I understand that there are many differences in customs between Ashkenazi and Sefardi Jews, since they follow the rulings of the sages from their own communities. The differences in pronunciation (havara) can be put down to the influence of the local languages, and even the subtle differences in the prayers are according to what their Rabbis decided should be in the prayer book.
The one thing that stumps me, though, is how it came to be that there is a difference in how to put on tefillin. I mean, the day after Moshe taught everyone how to put on tefillin, presumably he taught everyone the same way. And if there were differences in custom, surely it would have been divided by tribe.
So the "day before" the Ashkenazi/Sefardi split happened, you would either have had a uniform custom of wearing tefillin (on the most basic level, winding inwards or winding outwards), else you'd have a generally random sprinkling of different customs, depending on which tribe everyone had come from.

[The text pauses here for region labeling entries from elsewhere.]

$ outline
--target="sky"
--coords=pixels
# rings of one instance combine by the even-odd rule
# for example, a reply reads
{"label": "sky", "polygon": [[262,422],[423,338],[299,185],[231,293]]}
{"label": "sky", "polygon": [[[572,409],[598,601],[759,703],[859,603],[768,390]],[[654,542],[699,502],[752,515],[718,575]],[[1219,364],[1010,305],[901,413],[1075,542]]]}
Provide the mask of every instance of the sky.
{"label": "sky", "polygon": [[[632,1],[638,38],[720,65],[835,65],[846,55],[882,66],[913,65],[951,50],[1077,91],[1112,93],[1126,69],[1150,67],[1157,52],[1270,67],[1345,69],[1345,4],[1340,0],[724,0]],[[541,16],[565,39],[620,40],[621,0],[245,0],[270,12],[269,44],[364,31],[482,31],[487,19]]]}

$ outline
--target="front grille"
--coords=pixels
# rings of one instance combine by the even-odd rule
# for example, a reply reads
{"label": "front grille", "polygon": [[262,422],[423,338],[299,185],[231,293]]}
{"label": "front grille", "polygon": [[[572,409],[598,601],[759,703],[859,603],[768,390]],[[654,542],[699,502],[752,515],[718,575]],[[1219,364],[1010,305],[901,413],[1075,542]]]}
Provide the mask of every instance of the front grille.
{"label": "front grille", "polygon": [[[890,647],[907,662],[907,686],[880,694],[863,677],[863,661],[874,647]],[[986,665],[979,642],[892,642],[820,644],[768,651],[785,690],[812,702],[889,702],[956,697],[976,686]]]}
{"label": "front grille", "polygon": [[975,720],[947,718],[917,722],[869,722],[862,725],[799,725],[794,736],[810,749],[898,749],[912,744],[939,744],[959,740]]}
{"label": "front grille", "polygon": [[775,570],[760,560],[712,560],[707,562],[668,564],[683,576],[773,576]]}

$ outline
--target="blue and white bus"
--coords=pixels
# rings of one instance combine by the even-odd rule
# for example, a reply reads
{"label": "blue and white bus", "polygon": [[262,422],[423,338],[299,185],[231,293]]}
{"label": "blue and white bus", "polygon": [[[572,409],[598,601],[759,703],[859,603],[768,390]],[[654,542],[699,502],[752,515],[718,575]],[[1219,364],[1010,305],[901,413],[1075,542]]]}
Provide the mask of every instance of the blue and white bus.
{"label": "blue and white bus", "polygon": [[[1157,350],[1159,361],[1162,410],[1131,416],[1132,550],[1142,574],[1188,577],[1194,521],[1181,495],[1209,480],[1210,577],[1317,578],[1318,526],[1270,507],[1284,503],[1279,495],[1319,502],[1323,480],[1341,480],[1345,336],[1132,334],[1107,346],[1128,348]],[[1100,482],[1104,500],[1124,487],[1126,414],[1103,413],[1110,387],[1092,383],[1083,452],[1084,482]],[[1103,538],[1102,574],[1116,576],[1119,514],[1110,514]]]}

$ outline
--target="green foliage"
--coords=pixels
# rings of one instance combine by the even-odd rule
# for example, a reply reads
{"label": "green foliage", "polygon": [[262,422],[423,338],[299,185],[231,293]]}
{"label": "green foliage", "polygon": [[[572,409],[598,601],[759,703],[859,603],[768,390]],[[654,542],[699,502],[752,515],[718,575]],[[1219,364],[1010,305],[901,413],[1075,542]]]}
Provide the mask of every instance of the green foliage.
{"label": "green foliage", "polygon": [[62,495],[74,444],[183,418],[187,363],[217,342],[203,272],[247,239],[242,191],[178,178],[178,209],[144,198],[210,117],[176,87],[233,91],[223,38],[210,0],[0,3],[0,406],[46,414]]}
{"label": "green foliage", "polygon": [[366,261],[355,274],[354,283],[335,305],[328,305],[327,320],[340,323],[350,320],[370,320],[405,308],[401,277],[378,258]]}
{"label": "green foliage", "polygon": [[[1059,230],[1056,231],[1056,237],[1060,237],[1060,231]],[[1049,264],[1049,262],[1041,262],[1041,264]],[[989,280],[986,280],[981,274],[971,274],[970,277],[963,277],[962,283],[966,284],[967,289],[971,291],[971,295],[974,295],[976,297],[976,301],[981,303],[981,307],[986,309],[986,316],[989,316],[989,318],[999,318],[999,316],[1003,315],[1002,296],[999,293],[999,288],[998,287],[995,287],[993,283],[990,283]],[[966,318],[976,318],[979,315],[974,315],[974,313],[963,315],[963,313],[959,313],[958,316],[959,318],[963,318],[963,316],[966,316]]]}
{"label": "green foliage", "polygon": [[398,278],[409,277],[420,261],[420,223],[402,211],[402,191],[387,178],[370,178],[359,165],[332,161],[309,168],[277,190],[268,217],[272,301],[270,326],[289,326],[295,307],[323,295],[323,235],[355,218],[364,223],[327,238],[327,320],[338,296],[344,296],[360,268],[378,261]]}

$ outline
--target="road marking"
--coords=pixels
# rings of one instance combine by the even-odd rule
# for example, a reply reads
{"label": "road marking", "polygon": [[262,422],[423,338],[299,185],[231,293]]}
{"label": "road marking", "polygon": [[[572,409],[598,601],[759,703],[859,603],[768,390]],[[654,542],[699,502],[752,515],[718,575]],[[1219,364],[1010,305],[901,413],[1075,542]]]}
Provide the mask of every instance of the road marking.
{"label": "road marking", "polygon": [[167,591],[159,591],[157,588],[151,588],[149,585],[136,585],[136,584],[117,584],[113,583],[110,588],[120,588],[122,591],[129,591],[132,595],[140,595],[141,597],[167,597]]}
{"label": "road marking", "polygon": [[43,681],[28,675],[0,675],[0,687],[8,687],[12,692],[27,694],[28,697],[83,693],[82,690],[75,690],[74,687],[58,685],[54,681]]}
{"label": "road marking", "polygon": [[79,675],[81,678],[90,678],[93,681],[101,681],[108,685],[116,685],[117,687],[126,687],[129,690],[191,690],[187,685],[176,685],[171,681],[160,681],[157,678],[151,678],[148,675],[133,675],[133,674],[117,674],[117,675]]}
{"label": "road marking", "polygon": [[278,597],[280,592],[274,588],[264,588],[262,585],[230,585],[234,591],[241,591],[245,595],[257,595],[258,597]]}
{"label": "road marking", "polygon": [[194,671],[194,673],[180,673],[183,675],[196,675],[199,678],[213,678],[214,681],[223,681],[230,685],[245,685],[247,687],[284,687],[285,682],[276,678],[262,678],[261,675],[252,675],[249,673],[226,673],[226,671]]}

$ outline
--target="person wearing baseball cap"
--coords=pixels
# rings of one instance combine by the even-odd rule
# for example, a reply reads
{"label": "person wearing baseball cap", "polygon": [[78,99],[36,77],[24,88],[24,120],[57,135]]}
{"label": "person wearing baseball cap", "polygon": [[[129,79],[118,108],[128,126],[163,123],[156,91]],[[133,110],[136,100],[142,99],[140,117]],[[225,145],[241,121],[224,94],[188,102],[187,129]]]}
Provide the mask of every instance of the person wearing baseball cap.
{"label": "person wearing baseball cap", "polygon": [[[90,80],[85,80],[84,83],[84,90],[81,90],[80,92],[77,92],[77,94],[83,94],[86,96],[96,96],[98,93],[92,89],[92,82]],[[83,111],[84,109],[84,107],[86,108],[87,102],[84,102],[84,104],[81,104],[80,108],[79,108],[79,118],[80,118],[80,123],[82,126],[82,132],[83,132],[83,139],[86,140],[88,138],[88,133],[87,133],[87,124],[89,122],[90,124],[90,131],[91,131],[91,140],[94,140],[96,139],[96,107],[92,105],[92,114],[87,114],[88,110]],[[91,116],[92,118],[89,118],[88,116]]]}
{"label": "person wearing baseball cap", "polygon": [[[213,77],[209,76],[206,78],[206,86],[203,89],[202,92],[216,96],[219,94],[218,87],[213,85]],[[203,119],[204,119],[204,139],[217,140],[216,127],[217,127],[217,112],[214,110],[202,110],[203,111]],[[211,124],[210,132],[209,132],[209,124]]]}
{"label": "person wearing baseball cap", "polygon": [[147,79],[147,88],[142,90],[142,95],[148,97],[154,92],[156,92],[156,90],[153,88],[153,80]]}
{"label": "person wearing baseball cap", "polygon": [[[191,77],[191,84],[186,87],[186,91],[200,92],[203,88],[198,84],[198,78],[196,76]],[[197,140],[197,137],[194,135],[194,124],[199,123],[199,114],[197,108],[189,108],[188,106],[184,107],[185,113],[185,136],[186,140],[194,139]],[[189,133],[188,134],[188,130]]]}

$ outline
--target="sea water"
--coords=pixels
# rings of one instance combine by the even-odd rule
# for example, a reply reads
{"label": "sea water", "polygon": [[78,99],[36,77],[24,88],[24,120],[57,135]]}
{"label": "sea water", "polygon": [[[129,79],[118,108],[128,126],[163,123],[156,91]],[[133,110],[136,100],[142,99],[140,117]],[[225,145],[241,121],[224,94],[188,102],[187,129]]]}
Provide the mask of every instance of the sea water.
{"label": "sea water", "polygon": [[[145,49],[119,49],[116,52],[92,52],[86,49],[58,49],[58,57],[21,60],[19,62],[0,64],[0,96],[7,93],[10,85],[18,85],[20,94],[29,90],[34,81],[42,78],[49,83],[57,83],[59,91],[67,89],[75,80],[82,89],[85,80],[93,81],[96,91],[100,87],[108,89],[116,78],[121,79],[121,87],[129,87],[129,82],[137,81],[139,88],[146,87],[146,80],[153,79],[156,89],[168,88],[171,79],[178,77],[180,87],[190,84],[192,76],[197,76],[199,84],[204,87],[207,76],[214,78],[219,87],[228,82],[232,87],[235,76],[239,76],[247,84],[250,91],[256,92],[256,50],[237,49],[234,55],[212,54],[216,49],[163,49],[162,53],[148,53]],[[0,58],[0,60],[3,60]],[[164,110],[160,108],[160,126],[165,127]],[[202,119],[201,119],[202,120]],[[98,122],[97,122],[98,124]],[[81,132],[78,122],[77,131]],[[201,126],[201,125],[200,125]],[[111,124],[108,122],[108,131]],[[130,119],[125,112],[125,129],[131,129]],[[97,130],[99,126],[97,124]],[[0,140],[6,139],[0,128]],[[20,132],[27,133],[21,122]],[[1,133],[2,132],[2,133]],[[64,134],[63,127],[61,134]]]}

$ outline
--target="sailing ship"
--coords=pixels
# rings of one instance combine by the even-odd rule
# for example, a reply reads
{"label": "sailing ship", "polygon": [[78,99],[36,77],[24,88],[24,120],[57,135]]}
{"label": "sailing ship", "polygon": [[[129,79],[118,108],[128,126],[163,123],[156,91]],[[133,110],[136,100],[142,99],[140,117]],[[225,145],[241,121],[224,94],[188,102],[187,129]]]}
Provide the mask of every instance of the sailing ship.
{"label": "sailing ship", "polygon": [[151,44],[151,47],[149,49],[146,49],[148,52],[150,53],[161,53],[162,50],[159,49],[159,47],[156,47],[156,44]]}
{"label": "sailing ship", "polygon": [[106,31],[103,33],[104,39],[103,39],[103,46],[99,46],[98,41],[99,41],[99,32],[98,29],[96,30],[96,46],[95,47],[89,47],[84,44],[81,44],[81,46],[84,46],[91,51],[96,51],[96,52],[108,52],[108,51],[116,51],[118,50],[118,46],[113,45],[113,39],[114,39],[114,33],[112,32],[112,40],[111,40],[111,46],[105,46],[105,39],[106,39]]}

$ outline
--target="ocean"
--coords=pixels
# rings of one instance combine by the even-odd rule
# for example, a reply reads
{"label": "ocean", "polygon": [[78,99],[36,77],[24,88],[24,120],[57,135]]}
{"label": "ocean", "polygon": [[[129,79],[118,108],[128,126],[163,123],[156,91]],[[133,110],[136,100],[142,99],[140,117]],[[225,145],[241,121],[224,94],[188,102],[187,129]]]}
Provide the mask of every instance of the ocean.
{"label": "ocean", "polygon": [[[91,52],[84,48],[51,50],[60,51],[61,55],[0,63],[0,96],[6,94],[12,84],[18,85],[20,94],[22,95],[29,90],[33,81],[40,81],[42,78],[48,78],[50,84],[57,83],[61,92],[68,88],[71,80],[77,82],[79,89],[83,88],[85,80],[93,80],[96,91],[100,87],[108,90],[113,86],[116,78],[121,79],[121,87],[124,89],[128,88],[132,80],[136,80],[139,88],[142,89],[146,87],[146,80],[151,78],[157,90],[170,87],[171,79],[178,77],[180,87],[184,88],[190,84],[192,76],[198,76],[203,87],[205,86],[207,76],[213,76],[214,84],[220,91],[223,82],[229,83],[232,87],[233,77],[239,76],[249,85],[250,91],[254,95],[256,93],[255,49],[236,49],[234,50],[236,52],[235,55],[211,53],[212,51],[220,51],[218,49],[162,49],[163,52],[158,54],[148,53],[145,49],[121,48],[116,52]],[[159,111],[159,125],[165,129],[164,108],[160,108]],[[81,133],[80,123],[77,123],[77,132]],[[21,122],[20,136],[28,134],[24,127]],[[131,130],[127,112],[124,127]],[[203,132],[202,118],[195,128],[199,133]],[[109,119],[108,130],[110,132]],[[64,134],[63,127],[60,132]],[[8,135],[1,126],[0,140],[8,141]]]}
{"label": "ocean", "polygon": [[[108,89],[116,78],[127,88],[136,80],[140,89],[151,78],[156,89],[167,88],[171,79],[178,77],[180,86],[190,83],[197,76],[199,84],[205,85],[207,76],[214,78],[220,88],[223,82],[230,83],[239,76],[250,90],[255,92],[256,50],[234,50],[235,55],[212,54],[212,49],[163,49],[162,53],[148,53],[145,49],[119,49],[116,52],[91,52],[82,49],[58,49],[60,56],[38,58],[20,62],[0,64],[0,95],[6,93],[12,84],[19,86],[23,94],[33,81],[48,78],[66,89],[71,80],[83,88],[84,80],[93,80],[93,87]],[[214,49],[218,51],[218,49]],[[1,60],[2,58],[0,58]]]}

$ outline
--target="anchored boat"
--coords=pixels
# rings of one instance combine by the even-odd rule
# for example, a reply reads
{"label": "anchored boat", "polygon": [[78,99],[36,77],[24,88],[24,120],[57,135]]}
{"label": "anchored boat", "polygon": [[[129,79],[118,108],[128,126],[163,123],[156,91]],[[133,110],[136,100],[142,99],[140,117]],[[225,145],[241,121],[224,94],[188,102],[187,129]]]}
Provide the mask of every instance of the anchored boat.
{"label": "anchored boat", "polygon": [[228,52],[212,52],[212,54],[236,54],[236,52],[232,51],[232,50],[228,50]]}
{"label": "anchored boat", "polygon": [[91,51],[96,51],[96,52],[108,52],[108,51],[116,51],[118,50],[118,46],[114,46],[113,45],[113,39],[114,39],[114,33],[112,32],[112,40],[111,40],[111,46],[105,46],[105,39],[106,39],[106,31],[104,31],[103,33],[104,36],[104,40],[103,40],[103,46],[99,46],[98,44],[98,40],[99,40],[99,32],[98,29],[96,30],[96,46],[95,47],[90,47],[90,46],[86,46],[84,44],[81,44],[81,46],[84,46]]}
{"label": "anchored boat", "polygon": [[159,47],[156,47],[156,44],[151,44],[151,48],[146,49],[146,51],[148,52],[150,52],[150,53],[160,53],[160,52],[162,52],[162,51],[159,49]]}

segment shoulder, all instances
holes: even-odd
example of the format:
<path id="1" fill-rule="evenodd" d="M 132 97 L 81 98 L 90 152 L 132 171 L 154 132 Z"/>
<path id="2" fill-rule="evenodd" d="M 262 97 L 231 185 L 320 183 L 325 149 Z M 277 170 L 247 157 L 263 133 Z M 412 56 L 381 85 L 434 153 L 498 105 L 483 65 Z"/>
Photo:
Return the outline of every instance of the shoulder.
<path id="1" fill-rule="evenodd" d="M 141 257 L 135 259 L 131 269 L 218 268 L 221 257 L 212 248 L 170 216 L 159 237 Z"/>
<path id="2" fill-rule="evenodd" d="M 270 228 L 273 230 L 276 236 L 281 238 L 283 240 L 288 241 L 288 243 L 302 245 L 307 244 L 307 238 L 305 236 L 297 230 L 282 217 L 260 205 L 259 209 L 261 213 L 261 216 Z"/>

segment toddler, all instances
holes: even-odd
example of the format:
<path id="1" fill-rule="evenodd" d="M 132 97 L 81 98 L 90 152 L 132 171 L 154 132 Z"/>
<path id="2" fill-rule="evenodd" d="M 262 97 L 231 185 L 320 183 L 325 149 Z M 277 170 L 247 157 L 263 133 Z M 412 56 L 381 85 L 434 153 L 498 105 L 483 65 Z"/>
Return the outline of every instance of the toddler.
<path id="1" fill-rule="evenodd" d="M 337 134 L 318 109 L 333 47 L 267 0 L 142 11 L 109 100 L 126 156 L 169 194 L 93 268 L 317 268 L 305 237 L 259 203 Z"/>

Fast forward to today, where all Sefardim wind their tefillin outwards, and most Ashkenazim wind inwards (excluding minhag "Sfard", which winds outwards, but has a simple minhag for how to wind around the fingers, as opposed to the more intricate winding used by Edot Mizrach). How did that happen? Assuming the Sefardim kept their minhag the same, and the Ashkenazim changed the minhag, on exactly what day (and why?) did some Ashkenazi posek (who?) get up and announce that as of now, we're all going to put on our tefillin differently than we did yesterday?